Pfizer begins testing possible COVID-19 vaccine on humans stateside

NEW YORK (NEWS 1130) – The race to produce a vaccine for COVID-19 is intensifying with one of the world’s largest pharmaceutical companies now testing on humans.

Pfizer, which is working with German biotechnology company BioNTech, says healthy volunteers have been injected with the first of four vaccine candidates this week.

“The short, less than four-month timeframe in which we’ve been able to move from pre-clinical studies to human testing is extraordinary and further demonstrates our commitment to dedicating our best-in-class resources, from the lab to manufacturing and beyond, in the battle against COVID-19,” said Albert Bourla, Chairman and CEO, Pfizer in a news release.

Researchers have tried to identify the components of COVID-19 most noticed by the human immune system, trying to then teach the immune system what microbes to attack when the virus invades the body. The experimental vaccines are based on a form of genetic material called RNA which has never been approved to prevent an infectious disease.

Pfizer and BioNTech is just one of about 100 groups trying to develop a vaccine for the new coronavirus.

“It’s wonderful to watch, I mean it’s incredible to see how many teams are working on this and it just gives me hope that we’re going to have an effective vaccine hopefully in the foreseeable future,” says Dr. Isaac Bogoch, an infectious disease specialist out of the Toronto General Hospital.

“Vaccine research takes time and it’s really nice to see that many of these teams are taking that transition from the laboratory now into human trials.”

A vaccine, which normally takes years to develop, is widely seen as the way to end the COVID-19 pandemic, with life not expected to get completely back to normal until one is created.

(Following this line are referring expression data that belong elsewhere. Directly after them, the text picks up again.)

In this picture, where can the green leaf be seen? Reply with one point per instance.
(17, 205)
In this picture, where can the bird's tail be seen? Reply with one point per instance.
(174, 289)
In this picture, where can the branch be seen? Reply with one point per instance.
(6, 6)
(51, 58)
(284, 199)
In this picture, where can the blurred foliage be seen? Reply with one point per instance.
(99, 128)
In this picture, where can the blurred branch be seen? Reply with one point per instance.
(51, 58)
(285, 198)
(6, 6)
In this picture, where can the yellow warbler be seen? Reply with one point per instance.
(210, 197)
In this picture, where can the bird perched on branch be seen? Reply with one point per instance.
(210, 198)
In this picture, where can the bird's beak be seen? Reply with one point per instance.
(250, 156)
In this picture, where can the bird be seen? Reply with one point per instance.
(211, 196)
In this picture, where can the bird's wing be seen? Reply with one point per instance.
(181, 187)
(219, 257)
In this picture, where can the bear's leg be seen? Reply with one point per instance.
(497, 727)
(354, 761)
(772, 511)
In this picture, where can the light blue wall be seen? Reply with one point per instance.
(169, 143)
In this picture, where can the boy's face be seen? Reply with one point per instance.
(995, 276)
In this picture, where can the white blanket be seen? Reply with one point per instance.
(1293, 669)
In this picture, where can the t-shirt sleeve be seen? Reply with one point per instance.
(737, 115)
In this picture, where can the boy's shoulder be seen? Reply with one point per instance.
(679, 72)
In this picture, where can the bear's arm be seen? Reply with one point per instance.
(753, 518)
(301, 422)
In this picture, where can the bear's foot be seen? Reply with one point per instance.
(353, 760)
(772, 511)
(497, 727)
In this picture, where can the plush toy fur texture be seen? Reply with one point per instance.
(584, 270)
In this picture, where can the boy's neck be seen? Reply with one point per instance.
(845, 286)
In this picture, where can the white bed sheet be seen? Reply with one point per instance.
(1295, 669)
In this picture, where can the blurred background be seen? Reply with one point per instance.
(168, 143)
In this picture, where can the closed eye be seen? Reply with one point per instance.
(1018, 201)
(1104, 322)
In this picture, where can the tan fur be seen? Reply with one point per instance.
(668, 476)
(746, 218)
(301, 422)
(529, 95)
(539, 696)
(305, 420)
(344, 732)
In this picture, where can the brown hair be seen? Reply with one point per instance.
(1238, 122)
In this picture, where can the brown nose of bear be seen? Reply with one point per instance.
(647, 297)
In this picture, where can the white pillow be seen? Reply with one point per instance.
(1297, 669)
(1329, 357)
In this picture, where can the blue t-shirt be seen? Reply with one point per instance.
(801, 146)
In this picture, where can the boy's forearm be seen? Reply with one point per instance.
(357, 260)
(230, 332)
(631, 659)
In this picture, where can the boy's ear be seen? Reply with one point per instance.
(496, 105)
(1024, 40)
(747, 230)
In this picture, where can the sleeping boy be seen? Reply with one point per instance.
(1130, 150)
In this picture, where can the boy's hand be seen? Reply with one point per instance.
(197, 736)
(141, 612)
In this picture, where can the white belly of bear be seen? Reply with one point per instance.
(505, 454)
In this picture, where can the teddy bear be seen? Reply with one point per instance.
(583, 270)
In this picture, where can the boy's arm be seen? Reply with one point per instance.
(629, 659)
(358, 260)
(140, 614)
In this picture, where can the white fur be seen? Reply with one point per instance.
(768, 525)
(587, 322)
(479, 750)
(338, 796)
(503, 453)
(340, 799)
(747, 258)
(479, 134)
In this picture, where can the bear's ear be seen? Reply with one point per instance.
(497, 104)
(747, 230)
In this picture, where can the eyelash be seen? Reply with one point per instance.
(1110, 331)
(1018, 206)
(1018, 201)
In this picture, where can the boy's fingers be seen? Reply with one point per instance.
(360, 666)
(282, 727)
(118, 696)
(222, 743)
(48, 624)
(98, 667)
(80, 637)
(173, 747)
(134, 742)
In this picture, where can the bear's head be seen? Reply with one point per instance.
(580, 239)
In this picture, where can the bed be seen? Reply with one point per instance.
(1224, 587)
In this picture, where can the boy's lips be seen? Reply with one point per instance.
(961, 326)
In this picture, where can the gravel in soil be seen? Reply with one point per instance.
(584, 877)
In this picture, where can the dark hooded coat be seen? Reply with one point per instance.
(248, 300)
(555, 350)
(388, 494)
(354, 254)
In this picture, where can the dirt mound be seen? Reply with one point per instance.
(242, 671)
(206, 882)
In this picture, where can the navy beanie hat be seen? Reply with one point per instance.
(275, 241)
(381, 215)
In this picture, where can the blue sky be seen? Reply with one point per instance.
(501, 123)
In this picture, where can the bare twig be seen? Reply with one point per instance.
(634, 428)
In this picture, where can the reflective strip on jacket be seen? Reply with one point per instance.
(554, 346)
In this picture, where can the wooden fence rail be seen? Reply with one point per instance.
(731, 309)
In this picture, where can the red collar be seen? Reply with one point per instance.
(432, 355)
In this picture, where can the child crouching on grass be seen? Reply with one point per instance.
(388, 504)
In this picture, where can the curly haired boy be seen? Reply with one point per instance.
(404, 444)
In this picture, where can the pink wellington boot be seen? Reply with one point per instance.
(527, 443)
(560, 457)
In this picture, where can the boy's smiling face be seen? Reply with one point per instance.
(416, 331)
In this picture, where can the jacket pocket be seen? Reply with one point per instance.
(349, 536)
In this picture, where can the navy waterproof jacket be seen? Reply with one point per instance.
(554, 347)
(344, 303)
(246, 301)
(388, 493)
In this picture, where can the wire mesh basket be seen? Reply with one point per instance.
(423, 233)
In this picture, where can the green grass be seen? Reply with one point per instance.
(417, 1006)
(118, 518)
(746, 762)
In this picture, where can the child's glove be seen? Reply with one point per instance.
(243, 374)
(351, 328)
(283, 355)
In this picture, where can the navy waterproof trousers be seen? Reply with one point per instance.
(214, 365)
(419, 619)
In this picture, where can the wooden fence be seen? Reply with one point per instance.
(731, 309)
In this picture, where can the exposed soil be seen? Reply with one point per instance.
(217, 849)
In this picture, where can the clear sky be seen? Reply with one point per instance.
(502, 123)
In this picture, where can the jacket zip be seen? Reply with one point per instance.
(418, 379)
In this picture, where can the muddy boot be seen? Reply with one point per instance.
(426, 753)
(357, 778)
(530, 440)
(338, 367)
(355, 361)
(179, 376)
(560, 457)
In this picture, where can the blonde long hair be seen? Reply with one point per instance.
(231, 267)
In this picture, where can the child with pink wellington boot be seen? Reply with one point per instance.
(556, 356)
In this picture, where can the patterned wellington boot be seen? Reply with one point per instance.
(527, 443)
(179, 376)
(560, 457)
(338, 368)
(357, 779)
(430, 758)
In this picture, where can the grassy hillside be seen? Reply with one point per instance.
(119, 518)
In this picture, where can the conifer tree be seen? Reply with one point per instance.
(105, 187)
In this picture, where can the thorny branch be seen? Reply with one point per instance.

“It’s helpful that they’re taking slightly different approaches. We know that most people who are working in the new drug or new vaccine realm, most of them will not be successful. They may have anywhere from one to three per cent of them develop a successful vaccine,” says Bogoch.

“But with 80 or 90 per cent of them working on this, that’s still okay, we might still get a few vaccines that are effective out of this.”

While all of the vaccine work being done around the world is promising, Bogosh is cautiously optimistic.

“The key thing here is we would want to see a vaccine that works and rushing through the process isn’t obviously the key,” he adds.

“It’s developing a quality vaccine that’s gonna be impactful and really protect populations and individuals and I’d be more than happy if a group took their time and was, you know, several months behind other groups, as long as they got it right.”

Pfizer says if testing goes well, it wants to scale up production for global supply, with millions of vaccine doses possibly produced as soon as this year.